EUROPEAN JOURNAL OF PUBLIC HEALTH, vol.32, pp.481-487, 2022 (Journal Indexed in SCI) identifier identifier identifier

  • Publication Type: Article / Article
  • Volume: 32
  • Publication Date: 2022
  • Doi Number: 10.1093/eurpub/ckac026
  • Page Numbers: pp.481-487
  • Keywords: COVID-19 pandemic, depressive symptoms, higher education students, government containment and economic support measures, comparative cross-country research, UNIVERSITY


Background Students are a vulnerable group for the indirect impact of the COVID-19 pandemic, particularly their mental health. This paper examined the cross-national variation in students' depressive symtoms and whether this can be related to the various protective measures implemented in response to the initial stage of the COVID-19 outbreak. Methods Student data stem from the COVID-19 International Student Well-being Study, covering 26 countries during the first wave of the COVID-19 pandemic. Country-level data on government responses to the COVID-19 pandemic were retrieved from the Oxford COVID-19 Tracker. Multilevel analyses were performed to estimate the impact of the containment and economic support measures on students' depressive symptoms (n = 78 312).
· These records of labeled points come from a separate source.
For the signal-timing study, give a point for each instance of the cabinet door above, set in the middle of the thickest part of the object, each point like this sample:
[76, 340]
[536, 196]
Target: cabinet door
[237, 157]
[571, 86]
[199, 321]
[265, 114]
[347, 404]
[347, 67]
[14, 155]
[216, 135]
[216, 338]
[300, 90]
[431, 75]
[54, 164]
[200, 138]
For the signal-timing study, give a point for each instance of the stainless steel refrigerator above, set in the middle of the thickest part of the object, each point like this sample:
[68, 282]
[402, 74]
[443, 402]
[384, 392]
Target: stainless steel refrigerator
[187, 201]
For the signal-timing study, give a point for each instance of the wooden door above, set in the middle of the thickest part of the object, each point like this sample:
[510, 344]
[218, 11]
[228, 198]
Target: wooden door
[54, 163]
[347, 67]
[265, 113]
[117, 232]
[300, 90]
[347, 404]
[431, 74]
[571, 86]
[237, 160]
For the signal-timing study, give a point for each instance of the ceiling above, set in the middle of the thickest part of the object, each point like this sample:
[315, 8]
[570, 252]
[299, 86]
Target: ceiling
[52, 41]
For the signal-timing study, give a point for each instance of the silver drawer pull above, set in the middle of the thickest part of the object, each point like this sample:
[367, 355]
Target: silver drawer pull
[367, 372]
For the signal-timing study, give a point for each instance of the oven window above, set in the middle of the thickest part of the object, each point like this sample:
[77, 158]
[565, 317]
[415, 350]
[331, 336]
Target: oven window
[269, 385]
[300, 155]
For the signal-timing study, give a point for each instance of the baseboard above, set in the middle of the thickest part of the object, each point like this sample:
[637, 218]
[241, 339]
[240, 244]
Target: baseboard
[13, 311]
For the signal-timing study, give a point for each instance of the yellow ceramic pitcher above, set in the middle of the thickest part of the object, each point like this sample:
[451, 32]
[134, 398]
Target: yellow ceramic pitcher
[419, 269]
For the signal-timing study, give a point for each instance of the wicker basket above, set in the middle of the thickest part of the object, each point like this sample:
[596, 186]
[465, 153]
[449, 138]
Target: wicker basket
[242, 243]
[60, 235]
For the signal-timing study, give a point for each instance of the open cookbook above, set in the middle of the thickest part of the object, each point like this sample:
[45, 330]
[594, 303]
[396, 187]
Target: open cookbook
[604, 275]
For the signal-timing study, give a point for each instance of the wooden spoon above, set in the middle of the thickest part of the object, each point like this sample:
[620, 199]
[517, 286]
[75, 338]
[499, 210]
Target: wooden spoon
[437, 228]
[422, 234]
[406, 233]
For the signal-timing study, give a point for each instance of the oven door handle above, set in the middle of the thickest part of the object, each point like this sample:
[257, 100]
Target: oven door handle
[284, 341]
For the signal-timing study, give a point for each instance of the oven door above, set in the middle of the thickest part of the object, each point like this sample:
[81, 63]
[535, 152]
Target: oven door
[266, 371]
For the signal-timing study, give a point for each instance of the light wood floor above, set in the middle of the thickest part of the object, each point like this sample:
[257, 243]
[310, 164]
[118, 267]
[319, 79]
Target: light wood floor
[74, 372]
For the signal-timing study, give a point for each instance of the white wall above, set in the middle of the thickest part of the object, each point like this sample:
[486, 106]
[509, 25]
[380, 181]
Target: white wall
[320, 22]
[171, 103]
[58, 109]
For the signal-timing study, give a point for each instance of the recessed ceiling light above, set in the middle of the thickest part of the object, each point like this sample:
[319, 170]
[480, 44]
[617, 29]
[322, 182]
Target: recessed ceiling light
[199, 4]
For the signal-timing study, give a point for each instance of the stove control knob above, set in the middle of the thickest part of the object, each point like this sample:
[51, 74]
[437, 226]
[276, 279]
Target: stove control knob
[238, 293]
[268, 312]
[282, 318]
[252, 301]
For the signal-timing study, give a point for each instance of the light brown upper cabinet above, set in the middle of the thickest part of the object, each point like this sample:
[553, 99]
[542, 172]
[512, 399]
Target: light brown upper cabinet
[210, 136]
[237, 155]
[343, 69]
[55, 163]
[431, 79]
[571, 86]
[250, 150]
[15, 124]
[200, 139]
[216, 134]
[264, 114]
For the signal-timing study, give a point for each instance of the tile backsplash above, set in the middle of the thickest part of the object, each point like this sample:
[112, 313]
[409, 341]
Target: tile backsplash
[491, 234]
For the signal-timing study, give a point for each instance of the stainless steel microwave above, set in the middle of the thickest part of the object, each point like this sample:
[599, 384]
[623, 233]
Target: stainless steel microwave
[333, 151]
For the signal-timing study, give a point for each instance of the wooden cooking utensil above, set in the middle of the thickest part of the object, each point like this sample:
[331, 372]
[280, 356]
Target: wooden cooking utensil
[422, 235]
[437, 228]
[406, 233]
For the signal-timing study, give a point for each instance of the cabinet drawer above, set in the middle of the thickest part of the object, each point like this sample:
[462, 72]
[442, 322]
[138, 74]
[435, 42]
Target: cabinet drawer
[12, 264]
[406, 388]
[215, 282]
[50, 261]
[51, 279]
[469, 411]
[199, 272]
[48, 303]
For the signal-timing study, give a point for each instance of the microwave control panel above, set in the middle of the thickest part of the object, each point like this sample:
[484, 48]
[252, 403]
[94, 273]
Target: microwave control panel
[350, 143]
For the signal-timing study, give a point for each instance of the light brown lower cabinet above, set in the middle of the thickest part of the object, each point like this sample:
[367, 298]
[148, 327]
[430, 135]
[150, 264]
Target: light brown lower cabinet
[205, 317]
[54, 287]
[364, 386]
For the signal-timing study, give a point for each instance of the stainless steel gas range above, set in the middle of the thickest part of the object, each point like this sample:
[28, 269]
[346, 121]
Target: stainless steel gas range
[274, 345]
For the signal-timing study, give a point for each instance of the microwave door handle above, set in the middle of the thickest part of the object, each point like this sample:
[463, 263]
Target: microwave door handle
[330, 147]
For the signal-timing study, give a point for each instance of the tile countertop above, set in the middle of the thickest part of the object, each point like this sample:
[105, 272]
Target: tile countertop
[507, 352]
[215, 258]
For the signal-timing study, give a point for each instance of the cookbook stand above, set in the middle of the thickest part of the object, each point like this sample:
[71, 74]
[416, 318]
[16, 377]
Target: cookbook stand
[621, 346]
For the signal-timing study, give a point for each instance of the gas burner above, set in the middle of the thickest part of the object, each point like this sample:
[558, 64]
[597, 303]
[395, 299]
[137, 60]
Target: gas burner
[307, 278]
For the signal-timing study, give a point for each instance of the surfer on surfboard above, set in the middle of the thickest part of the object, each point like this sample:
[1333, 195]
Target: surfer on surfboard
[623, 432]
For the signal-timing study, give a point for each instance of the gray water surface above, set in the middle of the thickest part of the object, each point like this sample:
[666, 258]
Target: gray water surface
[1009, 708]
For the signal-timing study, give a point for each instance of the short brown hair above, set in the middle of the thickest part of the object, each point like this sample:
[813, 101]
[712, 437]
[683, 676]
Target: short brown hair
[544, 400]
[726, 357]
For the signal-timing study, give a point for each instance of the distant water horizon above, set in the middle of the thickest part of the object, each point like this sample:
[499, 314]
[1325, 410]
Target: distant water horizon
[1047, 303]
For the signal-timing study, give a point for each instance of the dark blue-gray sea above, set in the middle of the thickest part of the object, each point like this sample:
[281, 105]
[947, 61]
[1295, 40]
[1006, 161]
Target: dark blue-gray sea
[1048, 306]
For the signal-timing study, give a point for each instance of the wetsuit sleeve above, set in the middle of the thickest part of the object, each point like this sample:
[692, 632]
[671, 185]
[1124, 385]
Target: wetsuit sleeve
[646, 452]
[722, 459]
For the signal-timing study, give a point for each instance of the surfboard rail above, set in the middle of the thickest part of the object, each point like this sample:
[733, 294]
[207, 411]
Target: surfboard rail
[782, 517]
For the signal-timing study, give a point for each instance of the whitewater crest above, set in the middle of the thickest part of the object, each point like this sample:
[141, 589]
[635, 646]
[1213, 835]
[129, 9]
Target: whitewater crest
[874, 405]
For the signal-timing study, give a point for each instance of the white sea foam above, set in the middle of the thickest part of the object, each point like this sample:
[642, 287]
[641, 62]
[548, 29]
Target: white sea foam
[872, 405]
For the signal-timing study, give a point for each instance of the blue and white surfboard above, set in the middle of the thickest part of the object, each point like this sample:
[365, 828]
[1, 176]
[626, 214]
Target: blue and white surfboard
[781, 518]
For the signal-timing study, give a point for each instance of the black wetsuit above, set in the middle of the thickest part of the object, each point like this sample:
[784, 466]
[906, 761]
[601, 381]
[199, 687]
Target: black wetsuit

Results School and workplace closures, and stay-at-home restrictions were positively related to students' depressive symptoms during the COVID-19 pandemic, while none of the economic support measures significantly related to depressive symptoms. Countries' scores on the index of these containment measures explained 1.5% of the cross-national variation in students' depressive symptoms (5.3%). This containment index's effect was stable, even when controlling for the economic support index, students' characteristics, and countries' epidemiological context and economic conditions. Conclusions Our findings raise concerns about the potential adverse effects of existing containment measures (especially the closure of schools and workplaces and stay-at-home restrictions) on students' mental health.